Let's be honest—this trope is a mood. Healing after 'the one that got away' leaves for good hits differently than a standard breakup arc because the door is slammed shut. No hope. I've noticed it often follows a specific rhythm in fiction: first, a hollow numbness where the protagonist goes through motions (work, fake smiles, empty rooms). Then, the narrative forces a confrontation with the past, not through reunion, but through objects, places, or new people who mirror old wounds.

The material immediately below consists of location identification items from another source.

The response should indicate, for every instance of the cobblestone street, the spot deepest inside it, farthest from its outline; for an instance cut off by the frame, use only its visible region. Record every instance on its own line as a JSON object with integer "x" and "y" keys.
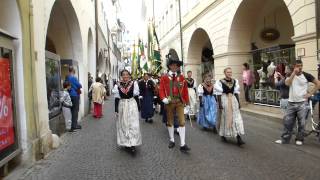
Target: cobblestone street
{"x": 92, "y": 153}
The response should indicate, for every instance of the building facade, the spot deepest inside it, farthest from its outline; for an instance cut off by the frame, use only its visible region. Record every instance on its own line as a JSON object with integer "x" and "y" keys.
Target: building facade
{"x": 267, "y": 34}
{"x": 39, "y": 40}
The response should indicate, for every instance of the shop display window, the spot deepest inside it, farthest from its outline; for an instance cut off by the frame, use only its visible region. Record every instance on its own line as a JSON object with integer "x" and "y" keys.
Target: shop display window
{"x": 8, "y": 122}
{"x": 265, "y": 63}
{"x": 53, "y": 78}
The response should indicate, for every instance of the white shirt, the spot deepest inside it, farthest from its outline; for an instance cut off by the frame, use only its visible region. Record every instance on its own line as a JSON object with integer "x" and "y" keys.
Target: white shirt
{"x": 299, "y": 87}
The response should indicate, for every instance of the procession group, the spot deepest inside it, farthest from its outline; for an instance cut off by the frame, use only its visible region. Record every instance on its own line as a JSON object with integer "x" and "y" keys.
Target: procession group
{"x": 177, "y": 95}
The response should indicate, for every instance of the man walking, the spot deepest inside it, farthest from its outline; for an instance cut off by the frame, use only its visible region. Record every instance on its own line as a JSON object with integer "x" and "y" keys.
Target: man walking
{"x": 174, "y": 94}
{"x": 297, "y": 103}
{"x": 75, "y": 92}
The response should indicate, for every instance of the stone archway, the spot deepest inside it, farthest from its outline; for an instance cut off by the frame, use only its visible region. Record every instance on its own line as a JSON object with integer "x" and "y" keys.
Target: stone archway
{"x": 64, "y": 31}
{"x": 64, "y": 34}
{"x": 251, "y": 17}
{"x": 199, "y": 59}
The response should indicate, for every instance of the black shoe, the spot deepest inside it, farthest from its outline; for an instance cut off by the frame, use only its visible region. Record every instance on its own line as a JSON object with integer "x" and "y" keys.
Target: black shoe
{"x": 215, "y": 130}
{"x": 72, "y": 130}
{"x": 184, "y": 148}
{"x": 239, "y": 141}
{"x": 223, "y": 139}
{"x": 133, "y": 149}
{"x": 171, "y": 145}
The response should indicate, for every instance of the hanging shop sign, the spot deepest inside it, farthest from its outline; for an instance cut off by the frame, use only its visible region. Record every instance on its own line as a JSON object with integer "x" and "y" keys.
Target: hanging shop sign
{"x": 270, "y": 34}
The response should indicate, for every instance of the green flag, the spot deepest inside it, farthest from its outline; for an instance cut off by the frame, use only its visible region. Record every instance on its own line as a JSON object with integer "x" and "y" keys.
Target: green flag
{"x": 134, "y": 63}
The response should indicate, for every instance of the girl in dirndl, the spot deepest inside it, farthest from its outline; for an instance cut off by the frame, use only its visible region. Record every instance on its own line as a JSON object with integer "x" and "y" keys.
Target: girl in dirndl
{"x": 208, "y": 105}
{"x": 231, "y": 123}
{"x": 126, "y": 108}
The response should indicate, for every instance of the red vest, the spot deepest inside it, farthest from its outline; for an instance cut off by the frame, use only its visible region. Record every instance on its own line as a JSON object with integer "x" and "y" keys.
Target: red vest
{"x": 176, "y": 87}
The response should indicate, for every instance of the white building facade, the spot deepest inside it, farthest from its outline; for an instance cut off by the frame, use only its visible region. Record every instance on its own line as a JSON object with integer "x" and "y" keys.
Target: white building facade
{"x": 233, "y": 32}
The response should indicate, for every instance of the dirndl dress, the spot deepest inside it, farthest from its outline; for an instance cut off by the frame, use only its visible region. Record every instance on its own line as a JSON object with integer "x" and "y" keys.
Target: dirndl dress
{"x": 208, "y": 112}
{"x": 231, "y": 123}
{"x": 127, "y": 122}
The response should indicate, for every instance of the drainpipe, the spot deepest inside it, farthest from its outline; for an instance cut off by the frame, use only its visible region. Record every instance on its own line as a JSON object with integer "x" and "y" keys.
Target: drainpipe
{"x": 97, "y": 39}
{"x": 109, "y": 63}
{"x": 40, "y": 153}
{"x": 317, "y": 6}
{"x": 181, "y": 34}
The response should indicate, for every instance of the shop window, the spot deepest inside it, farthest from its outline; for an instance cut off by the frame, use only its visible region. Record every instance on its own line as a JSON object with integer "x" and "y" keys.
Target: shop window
{"x": 53, "y": 79}
{"x": 265, "y": 63}
{"x": 8, "y": 123}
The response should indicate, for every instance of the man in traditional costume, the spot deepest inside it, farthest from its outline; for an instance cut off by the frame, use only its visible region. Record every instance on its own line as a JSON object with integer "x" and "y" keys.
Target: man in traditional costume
{"x": 174, "y": 94}
{"x": 147, "y": 87}
{"x": 126, "y": 108}
{"x": 231, "y": 124}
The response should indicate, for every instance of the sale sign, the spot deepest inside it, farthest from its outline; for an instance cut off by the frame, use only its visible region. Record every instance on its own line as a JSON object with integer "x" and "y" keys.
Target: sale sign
{"x": 6, "y": 110}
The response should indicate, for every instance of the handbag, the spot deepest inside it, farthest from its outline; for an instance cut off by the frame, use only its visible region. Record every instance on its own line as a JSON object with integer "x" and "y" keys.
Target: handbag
{"x": 78, "y": 91}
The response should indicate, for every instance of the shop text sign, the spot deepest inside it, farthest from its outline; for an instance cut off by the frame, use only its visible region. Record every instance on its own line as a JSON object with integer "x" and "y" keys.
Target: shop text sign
{"x": 6, "y": 116}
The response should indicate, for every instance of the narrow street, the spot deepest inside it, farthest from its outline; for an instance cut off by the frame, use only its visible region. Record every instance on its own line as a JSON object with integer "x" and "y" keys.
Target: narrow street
{"x": 92, "y": 153}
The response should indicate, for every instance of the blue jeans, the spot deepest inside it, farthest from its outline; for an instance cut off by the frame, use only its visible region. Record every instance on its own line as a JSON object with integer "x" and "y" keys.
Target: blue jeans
{"x": 295, "y": 111}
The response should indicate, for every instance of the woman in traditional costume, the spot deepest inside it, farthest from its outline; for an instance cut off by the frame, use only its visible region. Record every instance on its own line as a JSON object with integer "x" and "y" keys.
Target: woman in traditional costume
{"x": 231, "y": 124}
{"x": 208, "y": 105}
{"x": 192, "y": 94}
{"x": 126, "y": 108}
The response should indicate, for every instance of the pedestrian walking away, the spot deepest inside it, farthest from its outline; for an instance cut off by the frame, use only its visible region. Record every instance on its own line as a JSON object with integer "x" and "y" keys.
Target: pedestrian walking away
{"x": 192, "y": 93}
{"x": 231, "y": 123}
{"x": 127, "y": 114}
{"x": 98, "y": 93}
{"x": 147, "y": 88}
{"x": 208, "y": 106}
{"x": 74, "y": 92}
{"x": 298, "y": 103}
{"x": 90, "y": 81}
{"x": 174, "y": 94}
{"x": 280, "y": 85}
{"x": 66, "y": 104}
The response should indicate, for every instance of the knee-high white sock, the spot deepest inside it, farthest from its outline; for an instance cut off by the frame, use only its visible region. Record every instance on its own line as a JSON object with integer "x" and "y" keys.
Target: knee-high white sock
{"x": 182, "y": 134}
{"x": 171, "y": 133}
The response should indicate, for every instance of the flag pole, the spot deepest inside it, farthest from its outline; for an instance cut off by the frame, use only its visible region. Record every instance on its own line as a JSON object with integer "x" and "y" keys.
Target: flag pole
{"x": 181, "y": 35}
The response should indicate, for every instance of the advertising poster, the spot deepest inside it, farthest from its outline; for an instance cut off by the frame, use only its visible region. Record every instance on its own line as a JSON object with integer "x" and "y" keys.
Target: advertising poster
{"x": 6, "y": 111}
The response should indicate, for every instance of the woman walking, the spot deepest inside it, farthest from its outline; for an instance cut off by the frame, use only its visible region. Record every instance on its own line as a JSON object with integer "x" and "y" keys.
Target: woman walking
{"x": 98, "y": 94}
{"x": 126, "y": 108}
{"x": 231, "y": 124}
{"x": 208, "y": 107}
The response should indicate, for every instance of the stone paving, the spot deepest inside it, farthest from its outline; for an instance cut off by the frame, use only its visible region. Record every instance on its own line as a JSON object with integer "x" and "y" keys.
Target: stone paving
{"x": 92, "y": 153}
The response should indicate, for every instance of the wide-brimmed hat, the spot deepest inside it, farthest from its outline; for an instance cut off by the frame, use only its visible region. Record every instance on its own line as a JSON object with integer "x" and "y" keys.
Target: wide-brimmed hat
{"x": 173, "y": 58}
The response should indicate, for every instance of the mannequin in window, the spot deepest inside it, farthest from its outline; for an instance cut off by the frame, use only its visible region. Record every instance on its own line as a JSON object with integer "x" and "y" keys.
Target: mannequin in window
{"x": 262, "y": 77}
{"x": 271, "y": 68}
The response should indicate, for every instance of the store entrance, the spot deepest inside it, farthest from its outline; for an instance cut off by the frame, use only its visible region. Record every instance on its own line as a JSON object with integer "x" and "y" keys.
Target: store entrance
{"x": 9, "y": 146}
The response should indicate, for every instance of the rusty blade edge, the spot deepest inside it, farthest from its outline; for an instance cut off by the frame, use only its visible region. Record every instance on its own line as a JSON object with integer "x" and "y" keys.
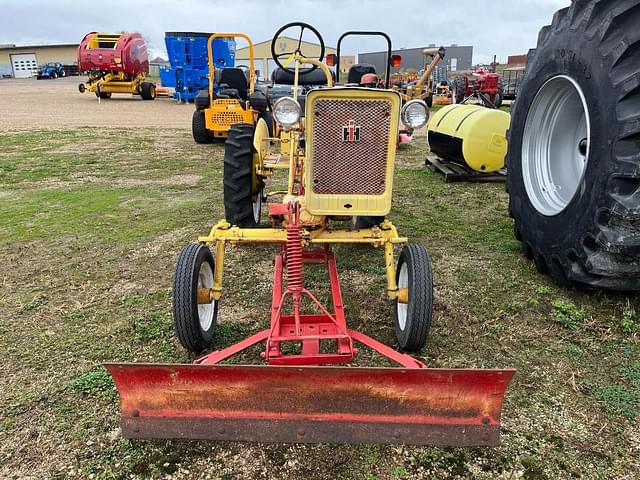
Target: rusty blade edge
{"x": 297, "y": 431}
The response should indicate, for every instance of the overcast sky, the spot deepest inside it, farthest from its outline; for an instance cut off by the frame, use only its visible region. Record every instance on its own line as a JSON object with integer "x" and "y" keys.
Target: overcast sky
{"x": 500, "y": 27}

What's fascinating is how the 'healing' is rarely clean. In 'Normal People', Connell's grief after Marianne leaves for Sweden isn't about grand gestures; it's in the quiet disintegration of his daily life, the inability to write. The story suggests healing begins only when he stops trying to replicate their bond and instead sits with the absolute absence. Similarly, in many webnovels with a 'left forever' tag, the healing is tied to a brutal identity shift—the protagonist who was defined by the relationship has to dismantle that self entirely. Sometimes it's ugly, involving self-destruction before rebuilding.
The most satisfying versions for me aren't where they 'move on' to a better love, but where they build a life that's structurally different, where the faded love becomes a permanent, quiet scar rather than an open wound. The happiness afterward feels earned precisely because it doesn't try to replace what was lost.